Porter of Harvard Business School in 1979. It draws upon industrial organization (IO) economics to derive five forces that determine the competitive intensity and therefore attractiveness of a market. Attractiveness in this context refers to the overall industry profitability. Three of Porter's five forces refer to competition from external sources. The remainder is internal threats. The following are the five factors included in porter analysis. 1) Threat of new Entrants. 2) Power of suppliers 3) Threat of Substitutes 4) Bargaining power of Buyers 5) Competitive Rivalry

Threats of new entrants: It is very difficult for new firms to get into the market as they have to face numerous problems regarding to the investment in fertilizer industry. In this type of market there are very high barriers to entry as huge capital requirement is one of the most important barriers to entry. The set up cost of the fertilizer company is very high and it requires a high infrastructure cost which is not possible for new companies to invest it easily. Government policies is also act as the hurdle for the new entrants as Natural Gas is the most important and very fundamental thing for the production of fertilizers, the prices of the natural gas and its supply is totally controlled by the Government. So now a day’s Government does not allow the new firms to set up a new manufacturing plant due to shortages in natural gas and because of its harmful environmental effects. Even if the new firms enters in the market it would not be possible for it to survive

The bargaining power of buyers in this industry is very low as there is no alternate for urea and they have to buy it irrespective of prices of fertilizers. The brand names and the consumers loyalty towards them does not allow the customers to get switch from the existing brands.in this industry because of high consumer loyalty and brand names existing in the market as already there are very few large companies in this industry and Fauji fertilizers captured around 40% market share. differentiation of inputs. switching costs of firms in the industry. Supply power is analyzed through supplier concentration. Another advantage to them is the non-availability of perfect substitutes. Bargaining power of buyers: Fauji fertilizer is very dominating firm in this industry as it covers around 40% of its market share and sells its products in domestic as well as in international markets. In this industry there is a power to suppliers as high subsidies are given out by the government in order to ensure the frequent production and distribution of fertilizers. There are long terms agreements between buyers and suppliers and the switching costs are very high because it is difficult to deal with other groups and deal with them. The product is extremely important to the buyer. Customers have low . Suppliers are also get benefited because there is no threat of forward integration hence suppliers are powerful in this industry because there are very few suppliers but the buyers are numerous. But as the prices in this industry is determined by the market forces of demand and supply and firms are unable to intervene in this process of price setting so it erodes the power of FFC to some extent. So this barrier to entry provide the FFC a very low threat from new firms even if they successes in entering the industry. There is also a protection of patens and rights etc. they cannot do without it for a period of time. Its sales are high because of the flexible demand delivery and low downpayments.

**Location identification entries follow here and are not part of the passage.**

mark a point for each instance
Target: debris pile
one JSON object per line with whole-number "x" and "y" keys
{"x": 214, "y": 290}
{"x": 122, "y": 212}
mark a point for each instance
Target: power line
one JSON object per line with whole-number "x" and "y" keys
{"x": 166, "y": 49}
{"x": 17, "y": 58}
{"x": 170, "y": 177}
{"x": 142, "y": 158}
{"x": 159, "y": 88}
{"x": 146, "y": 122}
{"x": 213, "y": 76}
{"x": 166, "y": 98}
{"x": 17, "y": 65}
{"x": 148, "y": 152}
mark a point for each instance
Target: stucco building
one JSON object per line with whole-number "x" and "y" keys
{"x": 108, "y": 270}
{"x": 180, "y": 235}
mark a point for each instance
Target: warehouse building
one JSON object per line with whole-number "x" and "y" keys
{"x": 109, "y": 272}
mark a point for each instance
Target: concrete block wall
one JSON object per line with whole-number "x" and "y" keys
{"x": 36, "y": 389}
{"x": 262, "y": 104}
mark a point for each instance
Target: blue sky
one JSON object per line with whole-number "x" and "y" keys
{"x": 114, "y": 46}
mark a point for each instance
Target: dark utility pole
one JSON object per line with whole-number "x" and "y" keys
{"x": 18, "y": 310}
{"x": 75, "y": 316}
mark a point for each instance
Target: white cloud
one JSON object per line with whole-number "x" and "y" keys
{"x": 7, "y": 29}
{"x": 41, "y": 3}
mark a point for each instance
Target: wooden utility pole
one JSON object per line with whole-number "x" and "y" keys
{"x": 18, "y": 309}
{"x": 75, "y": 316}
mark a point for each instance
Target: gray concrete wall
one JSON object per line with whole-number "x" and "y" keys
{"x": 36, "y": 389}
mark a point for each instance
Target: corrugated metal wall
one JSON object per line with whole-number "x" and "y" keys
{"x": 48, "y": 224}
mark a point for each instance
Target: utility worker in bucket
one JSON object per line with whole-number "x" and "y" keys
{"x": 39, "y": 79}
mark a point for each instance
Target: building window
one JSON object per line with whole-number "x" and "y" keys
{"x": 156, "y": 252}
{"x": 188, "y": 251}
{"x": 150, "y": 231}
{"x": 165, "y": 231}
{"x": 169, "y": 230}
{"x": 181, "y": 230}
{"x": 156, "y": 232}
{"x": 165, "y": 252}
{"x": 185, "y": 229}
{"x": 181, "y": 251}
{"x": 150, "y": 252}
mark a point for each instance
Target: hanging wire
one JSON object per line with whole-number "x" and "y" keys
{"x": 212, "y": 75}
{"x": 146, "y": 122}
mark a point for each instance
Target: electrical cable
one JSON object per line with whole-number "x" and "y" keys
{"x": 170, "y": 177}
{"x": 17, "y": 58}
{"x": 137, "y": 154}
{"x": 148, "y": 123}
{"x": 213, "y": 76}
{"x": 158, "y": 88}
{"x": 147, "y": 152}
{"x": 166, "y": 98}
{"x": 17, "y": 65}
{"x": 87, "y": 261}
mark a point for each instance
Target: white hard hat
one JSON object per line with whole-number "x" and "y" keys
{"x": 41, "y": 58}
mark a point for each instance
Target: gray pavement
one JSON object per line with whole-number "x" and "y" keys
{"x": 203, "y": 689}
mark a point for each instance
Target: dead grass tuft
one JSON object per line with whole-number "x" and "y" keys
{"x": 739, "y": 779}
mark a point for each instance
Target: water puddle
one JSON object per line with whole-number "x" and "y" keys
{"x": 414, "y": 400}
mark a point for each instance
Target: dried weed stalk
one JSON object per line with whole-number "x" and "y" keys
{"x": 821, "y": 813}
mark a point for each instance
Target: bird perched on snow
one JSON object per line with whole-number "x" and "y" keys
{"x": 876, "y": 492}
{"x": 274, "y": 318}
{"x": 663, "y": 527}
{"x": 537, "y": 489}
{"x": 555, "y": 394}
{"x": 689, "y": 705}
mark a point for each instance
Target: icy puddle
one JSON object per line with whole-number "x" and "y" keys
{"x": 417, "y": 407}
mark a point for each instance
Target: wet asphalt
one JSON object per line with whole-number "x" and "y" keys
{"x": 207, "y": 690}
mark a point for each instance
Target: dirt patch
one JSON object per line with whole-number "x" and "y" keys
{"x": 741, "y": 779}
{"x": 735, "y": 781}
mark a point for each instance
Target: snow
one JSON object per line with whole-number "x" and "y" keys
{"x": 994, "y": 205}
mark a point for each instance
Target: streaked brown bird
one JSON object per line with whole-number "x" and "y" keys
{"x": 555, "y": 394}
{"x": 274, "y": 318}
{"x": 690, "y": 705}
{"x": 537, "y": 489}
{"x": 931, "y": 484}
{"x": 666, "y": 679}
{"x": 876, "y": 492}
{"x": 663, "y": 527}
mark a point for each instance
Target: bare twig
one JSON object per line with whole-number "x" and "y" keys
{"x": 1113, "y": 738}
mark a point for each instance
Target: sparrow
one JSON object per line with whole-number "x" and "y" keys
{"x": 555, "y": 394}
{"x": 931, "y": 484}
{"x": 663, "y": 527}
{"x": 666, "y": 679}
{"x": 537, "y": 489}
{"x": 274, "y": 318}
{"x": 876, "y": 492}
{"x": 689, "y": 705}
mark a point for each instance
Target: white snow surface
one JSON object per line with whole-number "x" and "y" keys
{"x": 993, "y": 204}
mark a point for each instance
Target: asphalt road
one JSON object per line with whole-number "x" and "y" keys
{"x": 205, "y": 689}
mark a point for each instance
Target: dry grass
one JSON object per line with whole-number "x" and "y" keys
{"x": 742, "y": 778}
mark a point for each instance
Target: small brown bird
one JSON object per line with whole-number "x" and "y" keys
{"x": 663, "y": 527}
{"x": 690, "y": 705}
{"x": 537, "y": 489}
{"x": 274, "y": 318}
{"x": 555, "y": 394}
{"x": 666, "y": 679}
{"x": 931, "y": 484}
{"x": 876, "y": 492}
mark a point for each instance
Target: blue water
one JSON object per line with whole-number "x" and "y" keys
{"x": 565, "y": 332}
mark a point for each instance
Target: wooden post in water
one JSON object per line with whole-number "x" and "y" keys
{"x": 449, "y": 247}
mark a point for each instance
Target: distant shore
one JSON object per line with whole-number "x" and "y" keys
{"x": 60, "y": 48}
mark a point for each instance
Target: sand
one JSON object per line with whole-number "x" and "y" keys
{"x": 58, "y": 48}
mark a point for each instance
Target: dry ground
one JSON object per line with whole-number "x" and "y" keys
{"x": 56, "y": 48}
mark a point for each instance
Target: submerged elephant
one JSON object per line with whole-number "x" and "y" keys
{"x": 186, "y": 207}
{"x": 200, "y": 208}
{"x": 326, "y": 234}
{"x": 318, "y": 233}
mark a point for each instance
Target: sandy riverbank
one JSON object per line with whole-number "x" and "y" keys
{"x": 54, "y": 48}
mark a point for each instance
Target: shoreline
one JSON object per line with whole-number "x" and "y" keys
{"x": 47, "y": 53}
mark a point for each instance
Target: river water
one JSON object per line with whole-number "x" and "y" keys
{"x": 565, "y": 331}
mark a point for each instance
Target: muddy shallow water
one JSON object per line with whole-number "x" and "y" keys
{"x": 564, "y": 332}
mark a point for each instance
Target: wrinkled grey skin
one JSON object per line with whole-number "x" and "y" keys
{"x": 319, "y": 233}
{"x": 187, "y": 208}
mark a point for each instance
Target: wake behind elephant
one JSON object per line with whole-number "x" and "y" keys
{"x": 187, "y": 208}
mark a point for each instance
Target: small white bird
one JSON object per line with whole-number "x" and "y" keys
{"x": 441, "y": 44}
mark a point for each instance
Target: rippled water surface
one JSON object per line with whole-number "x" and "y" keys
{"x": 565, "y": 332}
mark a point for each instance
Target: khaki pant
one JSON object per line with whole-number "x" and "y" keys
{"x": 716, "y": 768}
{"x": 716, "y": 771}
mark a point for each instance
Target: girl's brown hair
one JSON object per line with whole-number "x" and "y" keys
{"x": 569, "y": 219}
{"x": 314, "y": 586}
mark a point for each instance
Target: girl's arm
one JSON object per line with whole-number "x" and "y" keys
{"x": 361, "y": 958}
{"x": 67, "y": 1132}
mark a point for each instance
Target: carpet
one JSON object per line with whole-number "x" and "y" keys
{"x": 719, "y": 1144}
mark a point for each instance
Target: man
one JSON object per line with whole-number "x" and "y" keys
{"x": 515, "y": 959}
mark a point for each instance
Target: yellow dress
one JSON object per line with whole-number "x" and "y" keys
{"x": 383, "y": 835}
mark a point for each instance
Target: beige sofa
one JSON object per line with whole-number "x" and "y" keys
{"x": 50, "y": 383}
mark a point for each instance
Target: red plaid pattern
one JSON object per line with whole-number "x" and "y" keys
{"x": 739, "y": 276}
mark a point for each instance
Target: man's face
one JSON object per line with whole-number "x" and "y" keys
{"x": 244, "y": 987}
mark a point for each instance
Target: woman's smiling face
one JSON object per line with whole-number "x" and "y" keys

Power of suppliers: The term ‘’supplier’’ comprises all sources for inputs that are needed in order to provide goods or services. importance of volume to supplier.

margin and are very price sensitive so although consumers are very large in this industry but it does not have the bargaining power. Prices are fixed for every season so no competition on the basis of pricing behavior. on profitability for every single company in the industry. Large companies like FFC do consider the fact that there are no close substitutes for urea though natural fertilizers can be used as a substitute product but it is not so productive and effective. Fertilizer industry is at maturity stage so competition on the basis of growth is low.Hence competition is only on the basis of quality. Even the animal manure is not so suitable for commercial production. High competitive pressure results in pressure on prices. Threat of Substitutes: Some organizations do realize that there are substitutes are there but they must develop such a product that satisfies their customers. As we discussed above as FFC covers the major proportion of this industry so quality is not an issue for FFC . Competitive Rivalry: This force derives the intensity of competition between existing companies in an industry like Fauji Fertilizer. Engro fertilizers and Fatima Fertilizer etc. margins and hence. Fixed costs are too high which is not easily possible to tolerate. But FFC has its own consumer’s loyalty so it’s difficult for customers to switch away from their products because of their prevailing brand name. so this factor does not allow the competition between companies.